We have electronic medical records containing free text descriptions as well as structured information like patient IDs, hospital admission IDs, and date/time. One patient may have multiple additions to his or her medical record over the course of one hospital stay, so there may be several records with the same patient ID and hospital admission ID, but different notes and timestamps.
The Problem
We want to use free text in medical records to predict when a patient will develop sepsis. We know which patients were eventually billed for a sepsis diagnosis, but we don’t want to include notes that were written after the patient developed sepsis, or we might discover useless predictors like “began course of antibiotics for treatment of sepsis”. Once sepsis is suspected, the data is no longer useful for early prediction. How can we remove the records that mention sepsis, as well as all the patient’s other records with later timestamps, even if the later notes do not directly mention sepsis?
The Plan
We are going to solve this problem using PolyAnalyst, Megaputer’s data processing software. The following is a screenshot of a flowchart built using the software. The icons represent individual processing steps. Each icon is described below.
- Begin with a dataset of electronic medical records. I’ll use a small sample for testing my workflow first. Node: Sample.

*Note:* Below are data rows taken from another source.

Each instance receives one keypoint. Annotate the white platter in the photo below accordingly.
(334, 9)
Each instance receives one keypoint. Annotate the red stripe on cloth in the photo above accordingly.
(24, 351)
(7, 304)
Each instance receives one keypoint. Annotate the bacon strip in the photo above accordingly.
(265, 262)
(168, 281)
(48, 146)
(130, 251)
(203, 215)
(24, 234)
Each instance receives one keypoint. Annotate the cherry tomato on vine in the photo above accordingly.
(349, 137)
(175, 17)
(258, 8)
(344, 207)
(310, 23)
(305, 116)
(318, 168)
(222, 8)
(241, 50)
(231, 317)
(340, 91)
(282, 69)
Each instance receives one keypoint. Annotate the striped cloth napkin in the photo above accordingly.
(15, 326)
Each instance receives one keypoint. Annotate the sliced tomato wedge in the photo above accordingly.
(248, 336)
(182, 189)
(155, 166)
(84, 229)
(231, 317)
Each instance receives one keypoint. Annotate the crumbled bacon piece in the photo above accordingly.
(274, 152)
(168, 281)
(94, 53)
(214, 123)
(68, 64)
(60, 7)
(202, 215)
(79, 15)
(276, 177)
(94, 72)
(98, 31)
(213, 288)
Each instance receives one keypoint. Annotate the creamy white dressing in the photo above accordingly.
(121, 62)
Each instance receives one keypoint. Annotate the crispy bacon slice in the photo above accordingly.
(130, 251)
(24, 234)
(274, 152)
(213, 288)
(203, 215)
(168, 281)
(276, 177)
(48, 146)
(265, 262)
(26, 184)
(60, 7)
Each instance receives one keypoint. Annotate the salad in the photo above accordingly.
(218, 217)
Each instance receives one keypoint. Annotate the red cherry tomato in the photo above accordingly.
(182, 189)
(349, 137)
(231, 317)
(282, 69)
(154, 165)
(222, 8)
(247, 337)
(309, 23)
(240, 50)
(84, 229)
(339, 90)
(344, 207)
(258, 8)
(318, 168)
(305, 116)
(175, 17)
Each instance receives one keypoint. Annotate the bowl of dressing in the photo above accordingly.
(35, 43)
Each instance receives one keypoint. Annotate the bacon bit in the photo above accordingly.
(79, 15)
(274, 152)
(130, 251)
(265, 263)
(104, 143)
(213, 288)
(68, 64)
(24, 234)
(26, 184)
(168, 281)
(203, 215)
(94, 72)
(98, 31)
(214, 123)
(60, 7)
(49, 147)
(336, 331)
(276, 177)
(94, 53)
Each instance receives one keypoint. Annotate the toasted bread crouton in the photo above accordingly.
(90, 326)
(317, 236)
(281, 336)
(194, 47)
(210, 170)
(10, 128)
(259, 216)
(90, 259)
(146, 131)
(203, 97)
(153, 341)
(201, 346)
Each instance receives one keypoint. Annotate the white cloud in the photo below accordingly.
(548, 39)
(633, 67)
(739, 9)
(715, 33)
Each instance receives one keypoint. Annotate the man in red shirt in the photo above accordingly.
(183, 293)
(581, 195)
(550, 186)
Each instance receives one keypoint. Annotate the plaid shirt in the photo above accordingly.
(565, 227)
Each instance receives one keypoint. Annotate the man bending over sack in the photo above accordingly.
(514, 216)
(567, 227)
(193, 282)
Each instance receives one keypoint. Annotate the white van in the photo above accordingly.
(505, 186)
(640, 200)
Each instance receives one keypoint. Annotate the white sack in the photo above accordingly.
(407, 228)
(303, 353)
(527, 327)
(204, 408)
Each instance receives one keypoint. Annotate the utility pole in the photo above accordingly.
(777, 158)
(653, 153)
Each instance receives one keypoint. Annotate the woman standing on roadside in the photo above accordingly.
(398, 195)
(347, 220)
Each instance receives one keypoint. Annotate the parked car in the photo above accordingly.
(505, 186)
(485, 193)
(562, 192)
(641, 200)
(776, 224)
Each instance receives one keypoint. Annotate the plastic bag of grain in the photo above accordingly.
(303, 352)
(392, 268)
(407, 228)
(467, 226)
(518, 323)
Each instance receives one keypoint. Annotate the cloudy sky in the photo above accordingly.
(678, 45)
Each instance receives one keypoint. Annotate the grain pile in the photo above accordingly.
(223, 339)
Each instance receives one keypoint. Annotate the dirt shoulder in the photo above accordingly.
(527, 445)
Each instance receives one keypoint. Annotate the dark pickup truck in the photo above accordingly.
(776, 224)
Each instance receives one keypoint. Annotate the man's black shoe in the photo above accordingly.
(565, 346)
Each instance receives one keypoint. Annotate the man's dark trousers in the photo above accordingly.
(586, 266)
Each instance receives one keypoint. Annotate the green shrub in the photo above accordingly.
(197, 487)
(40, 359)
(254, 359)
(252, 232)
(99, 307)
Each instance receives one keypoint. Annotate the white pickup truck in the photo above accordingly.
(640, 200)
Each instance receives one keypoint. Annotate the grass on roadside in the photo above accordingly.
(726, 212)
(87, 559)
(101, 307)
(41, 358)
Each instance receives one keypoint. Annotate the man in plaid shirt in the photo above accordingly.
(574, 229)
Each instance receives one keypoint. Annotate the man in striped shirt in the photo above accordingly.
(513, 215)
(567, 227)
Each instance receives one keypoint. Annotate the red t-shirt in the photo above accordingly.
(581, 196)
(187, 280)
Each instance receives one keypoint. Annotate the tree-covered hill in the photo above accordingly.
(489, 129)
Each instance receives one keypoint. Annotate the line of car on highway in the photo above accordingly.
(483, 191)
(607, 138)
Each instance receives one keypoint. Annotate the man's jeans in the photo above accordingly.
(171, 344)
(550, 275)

- Search for mentions of sepsis in the text, and get a subset containing just those records. These will serve as the cutoff times for the patients they represent. Remember, we want to keep only the notes that the patient received beforethis time. Node: Search Query and Search Query Subset. The latter can be created by right-clicking on the relevant query in the Search Query node and selecting “Create subset”.

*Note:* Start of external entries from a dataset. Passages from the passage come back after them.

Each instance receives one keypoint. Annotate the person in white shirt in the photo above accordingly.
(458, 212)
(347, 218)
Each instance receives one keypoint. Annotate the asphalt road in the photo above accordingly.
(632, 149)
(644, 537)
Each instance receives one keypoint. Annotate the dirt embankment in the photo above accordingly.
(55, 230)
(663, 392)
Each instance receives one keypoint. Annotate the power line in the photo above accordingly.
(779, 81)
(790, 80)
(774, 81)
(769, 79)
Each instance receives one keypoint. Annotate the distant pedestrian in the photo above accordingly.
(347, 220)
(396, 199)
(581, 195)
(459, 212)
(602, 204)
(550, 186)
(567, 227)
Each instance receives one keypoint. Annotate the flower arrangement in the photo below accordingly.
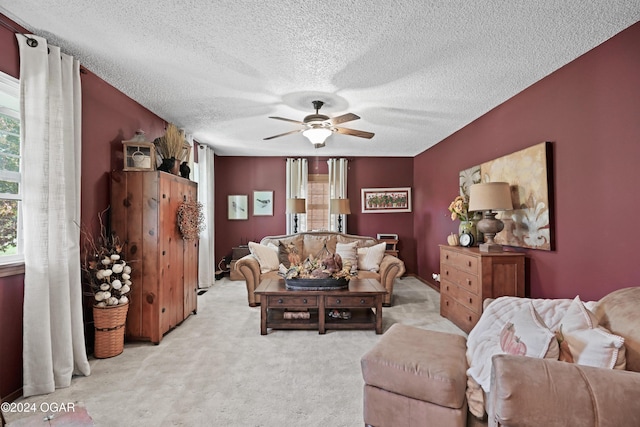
(106, 273)
(171, 144)
(330, 266)
(459, 209)
(190, 219)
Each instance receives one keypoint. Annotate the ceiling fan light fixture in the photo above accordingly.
(317, 135)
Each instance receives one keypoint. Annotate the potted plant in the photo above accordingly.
(108, 277)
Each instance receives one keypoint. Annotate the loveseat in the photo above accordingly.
(255, 268)
(419, 377)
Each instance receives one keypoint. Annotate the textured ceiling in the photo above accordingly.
(414, 71)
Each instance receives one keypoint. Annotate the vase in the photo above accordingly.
(471, 228)
(171, 165)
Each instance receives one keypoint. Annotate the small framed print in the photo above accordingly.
(237, 207)
(263, 203)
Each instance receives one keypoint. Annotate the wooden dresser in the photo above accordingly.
(468, 277)
(144, 207)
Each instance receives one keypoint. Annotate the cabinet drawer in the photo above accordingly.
(337, 301)
(459, 261)
(293, 301)
(468, 281)
(470, 300)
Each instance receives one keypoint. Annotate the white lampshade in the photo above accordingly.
(317, 135)
(296, 206)
(490, 196)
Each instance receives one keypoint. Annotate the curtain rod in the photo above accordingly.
(30, 40)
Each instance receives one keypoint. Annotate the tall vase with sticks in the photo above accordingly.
(170, 146)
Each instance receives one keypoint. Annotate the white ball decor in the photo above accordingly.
(106, 272)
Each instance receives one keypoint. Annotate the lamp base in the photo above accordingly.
(490, 247)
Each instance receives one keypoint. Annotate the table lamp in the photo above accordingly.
(340, 207)
(488, 198)
(296, 206)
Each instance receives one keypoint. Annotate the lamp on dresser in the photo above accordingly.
(296, 206)
(340, 207)
(488, 198)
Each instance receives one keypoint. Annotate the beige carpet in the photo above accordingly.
(215, 369)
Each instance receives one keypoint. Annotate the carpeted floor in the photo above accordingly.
(215, 369)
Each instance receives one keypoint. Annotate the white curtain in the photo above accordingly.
(297, 175)
(337, 189)
(206, 256)
(54, 347)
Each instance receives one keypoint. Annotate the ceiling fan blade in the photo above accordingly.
(283, 134)
(343, 118)
(287, 120)
(353, 132)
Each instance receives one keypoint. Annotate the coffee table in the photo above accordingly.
(363, 300)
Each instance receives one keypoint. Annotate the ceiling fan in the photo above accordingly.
(318, 127)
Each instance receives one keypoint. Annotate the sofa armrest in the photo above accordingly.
(527, 391)
(249, 267)
(391, 267)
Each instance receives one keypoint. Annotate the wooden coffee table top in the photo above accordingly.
(356, 287)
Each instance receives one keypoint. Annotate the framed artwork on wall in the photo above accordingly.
(529, 174)
(263, 203)
(386, 200)
(237, 206)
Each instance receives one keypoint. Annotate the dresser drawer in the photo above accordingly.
(293, 301)
(468, 281)
(338, 301)
(461, 261)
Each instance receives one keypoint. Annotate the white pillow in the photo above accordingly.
(371, 257)
(267, 256)
(348, 253)
(527, 335)
(590, 345)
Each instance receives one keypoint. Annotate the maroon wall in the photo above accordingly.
(590, 110)
(243, 175)
(108, 117)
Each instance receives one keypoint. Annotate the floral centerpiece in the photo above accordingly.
(106, 273)
(327, 272)
(459, 209)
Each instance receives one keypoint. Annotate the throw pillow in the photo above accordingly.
(371, 257)
(527, 335)
(590, 344)
(267, 256)
(348, 252)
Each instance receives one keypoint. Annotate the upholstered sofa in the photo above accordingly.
(255, 269)
(419, 377)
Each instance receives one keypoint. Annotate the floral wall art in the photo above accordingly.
(527, 171)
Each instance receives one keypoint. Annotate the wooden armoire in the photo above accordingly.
(144, 215)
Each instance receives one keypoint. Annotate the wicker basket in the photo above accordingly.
(109, 323)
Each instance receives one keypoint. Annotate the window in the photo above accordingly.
(10, 167)
(317, 217)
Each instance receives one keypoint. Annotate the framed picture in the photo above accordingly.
(386, 200)
(237, 207)
(263, 203)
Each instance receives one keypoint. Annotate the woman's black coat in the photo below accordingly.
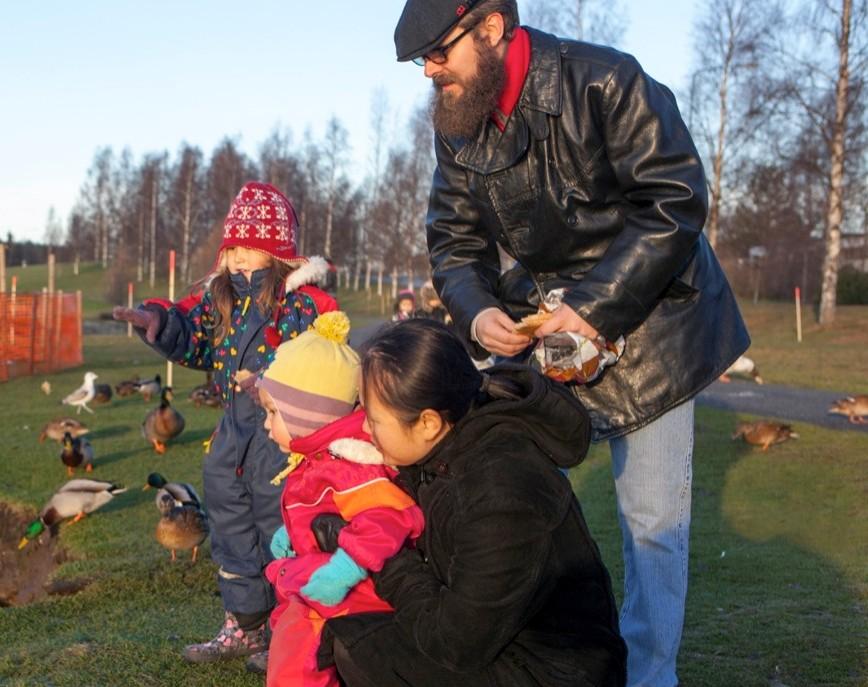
(507, 582)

- Sort the records by time: earliest dates first. Node: Sort Rows.
- Create a new column for timestamp information in each row, called “Earliest Sepsis Mention”. In our case, some timestamp entries were empty and needed to be filled with a more general date. Node: Derive.
- For any patient ID / hospital admission ID pair, keep only the first record. You now have a list of patients, each with a value in a column called “Earliest Sepsis Mention,” containing the timestamp for the first record that mentions their sepsis. Node: Aggregate.
- Join this dataset (right) with your original dataset (left). Use a left outer join so that for every record in your original dataset, it checks your new list to see if there is a matching patient and hospital admission ID. If there is, it will add in the new information: the timestamp of that patient’s Earliest Sepsis Mention. If that patient and hospital admission are not in the new list (they never had sepsis mentioned in their notes), the Earliest Sepsis Mention will remain blank. Node: Join.
- Now for the easy part! Filter rows so that you only keep the records with an empty value in Earliest Sepsis Mention, or where the record’s timestamp is an earlier time than that patient’s Earliest Sepsis Mention. Node: Filter Rows.
The Result
We searched our data for mentions of sepsis, selected the earliest record for each patient in that list, then applied that answer to all patient records in our original dataset. From there, it was easy to compare the medical note timestamp with the timestamp of the first time sepsis was ever mentioned for that patient, meaning we have a new, smaller dataset where we have eliminated all of the records mentioning sepsis, as well as those patients’ later follow-up records.
In short, we flagged all patient records with timestamps after a particular event in their medical record, so they could be removed from our training data.